The bulk collection of phone data conducted by the NSA ended June 2 with the passing of the USA Freedom Act.
The bill limits federal intelligence powers by requiring them to petition a special federal court for permission to get access to the data held by phone companies. Previously, the NSA collected and stored all phone record data.
The bill, which earlier passed in the House 338-88, passed the Senate 67-32 just a day after several key aspects of the Patriot Act, which had authorized the bulk collection of phone record data, failed to be reauthorized by its expiration date.
Opposition to the reauthorization was led in the Senate by Republican presidential-candidate Senator Rand Paul, who took to the floor last week in an 11-hour filibuster condemning the overreach of government surveillance. That opposition put Paul and his bipartisan mix of supporters at odds with Republican Senate majority leader Mitch McConnell and other hawkish Republicans, who maintained that any pull back in government surveillance power would put U.S. national security at risk.

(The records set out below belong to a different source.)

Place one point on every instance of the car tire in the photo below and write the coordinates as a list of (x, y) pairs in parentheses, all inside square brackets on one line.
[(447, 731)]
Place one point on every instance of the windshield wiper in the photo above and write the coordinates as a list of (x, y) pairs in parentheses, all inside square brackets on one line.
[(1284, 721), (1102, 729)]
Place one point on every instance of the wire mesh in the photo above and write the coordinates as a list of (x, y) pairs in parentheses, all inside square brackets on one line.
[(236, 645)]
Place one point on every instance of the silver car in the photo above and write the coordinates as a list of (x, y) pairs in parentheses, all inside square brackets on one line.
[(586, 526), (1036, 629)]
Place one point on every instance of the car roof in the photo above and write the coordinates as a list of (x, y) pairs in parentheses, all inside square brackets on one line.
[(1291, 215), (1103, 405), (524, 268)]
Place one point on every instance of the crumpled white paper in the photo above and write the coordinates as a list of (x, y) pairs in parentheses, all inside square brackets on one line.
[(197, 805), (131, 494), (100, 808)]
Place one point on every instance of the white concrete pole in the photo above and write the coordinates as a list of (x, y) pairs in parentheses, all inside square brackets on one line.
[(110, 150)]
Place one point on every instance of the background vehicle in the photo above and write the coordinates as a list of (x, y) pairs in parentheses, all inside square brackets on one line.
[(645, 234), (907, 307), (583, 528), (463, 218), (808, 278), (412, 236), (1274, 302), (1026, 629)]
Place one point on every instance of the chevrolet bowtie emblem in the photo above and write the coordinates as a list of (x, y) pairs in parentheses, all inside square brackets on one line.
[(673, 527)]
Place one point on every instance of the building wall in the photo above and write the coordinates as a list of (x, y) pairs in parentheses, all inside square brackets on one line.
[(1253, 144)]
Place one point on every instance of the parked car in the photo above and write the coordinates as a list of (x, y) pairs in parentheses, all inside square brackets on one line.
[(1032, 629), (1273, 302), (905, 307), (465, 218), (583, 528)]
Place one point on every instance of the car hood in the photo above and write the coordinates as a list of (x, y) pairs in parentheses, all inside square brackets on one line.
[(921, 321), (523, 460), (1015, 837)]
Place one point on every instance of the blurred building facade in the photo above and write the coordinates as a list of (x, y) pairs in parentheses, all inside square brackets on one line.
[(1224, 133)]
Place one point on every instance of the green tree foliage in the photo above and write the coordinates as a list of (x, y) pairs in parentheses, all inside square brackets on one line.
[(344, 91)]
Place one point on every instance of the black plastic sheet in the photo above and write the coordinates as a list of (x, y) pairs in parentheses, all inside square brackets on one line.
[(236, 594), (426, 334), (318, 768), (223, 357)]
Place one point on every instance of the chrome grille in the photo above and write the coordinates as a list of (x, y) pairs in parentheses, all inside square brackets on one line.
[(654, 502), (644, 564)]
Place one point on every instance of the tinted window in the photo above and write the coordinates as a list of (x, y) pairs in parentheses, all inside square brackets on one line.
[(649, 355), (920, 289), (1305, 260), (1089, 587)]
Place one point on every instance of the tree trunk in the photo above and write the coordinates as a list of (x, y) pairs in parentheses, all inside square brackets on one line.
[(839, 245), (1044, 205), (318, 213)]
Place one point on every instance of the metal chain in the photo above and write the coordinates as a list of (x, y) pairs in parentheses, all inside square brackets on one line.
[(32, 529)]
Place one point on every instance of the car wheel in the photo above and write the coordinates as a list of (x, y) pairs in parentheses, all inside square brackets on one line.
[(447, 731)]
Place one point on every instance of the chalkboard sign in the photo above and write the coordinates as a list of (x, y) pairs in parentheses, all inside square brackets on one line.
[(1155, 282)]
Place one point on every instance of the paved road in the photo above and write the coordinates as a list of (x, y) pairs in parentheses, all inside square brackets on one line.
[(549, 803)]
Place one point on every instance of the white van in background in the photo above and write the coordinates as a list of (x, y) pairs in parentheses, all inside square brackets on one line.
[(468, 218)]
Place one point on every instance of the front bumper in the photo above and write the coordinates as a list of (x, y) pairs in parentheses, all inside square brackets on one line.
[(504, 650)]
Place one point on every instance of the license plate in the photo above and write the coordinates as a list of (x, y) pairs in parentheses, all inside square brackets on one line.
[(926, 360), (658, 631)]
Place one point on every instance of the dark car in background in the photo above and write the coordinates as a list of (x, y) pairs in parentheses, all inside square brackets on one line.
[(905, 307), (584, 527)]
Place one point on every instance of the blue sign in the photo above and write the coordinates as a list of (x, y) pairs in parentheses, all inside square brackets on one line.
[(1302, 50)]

Republican House Speaker John Boehner, Democrats in both houses of Congress, some libertarian-leaning Republicans, as well as the White House all supported the USA Freedom Act. Paul did not vote in favor of the act.
For some lawmakers, the USA Freedom Act didn’t go far enough, leaving too much surveillance power in the hands of federal intelligence authorities.
Calls for pulling back on government surveillance powers enacted after 9/11 by the Patriot Act have grown in the past couple of years in the wake of revelations made by NSA whistleblower Edward Snowden about the extent of government surveillance authorized by the act. Government data-collection methods revealed by Snowden included unrestricted tapping into major Internet provider and website metadata, the bulk collection of phone data and email data, and even spying on the leaders of other countries.